A remotely exploitable vulnerability has been found in the BASH Shell. BASH is isntalled on almost all servers, so it is highly recommended that you update your servers as soon as possible. Bash updates are provided by the Linux Distributions. Debian and Centos have released updates already. The other Linux Distributions will most likely follow soon. Details: http://permalink.gmane.org/gmane.linux.debian.user.security.announce/3194 http://www.csoonline.com/article/26...ity/remote-exploit-in-bash-cve-2014-6271.html TEST your server: Code: test="() { echo Hello; }; echo hacked" bash -c "" Execute the command above on the shell, if it returns the word "hacked", then your shell is vulnerable.
So how do you easily update bash? apt-get update / apt-get upgrade do not give me any updates for my Debian OS. edit. I guess it's because I'm still on Debian 6.0.10 (squeeze)

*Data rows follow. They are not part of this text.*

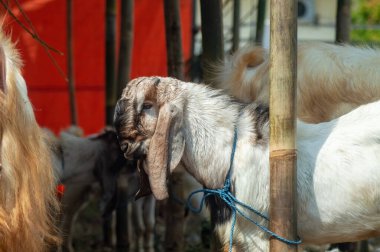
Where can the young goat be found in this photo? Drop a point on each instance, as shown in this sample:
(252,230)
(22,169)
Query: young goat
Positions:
(331,79)
(80,163)
(27,190)
(165,121)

Which Debian version do you use? I have updates for wheezy here with apt-get update / apt-get upgrade.
The updates for squeeze are not available yet. But I'am sure they will push them out trough the lts repository in the next few hours. just ensure that you have the lts repos enabled: http://www.howtoforge.com/how-to-get-lts-updates-for-debian-6-squeeze
On Ubuntu, a very easy and quick fix is the following: Code: apt-get update apt-get install --only-upgrade bash Of course a Code: apt-get dist-upgrade works too, but if you want to be extra quick and don't want to upgrade any other packages because of possible unwanted side-effects, the above way is an option. Tested it on my ubuntu 12.04 servers and Debian Wheezy.
Thanks for the information It should be noted that Jailkit jails might need to be updated as well (if no hardlinks were used). A quick'n'dirty (ready to be pasted) solution could be: Code: for bash in `find /var/www/clients/ -type f -name "bash" -uid 0`; do jail=`dirname $bash` jail=`dirname $jail` jk_update -d --jail $jail /bin/ done Not pretty, but works
I have a pair of Fedora 15? I think running ISPConfig 3 that I need to update. I am running the latest version that supported ISPConfig3, and it runs my DNS. Yum and Apt dont show any updates, so whats next? We also have a RH3 dinosaur out there that is in desperate need of patching. All the servers are behind firewalls, with restricted shell access to them, anything I can do on the firewalls to help block attempts?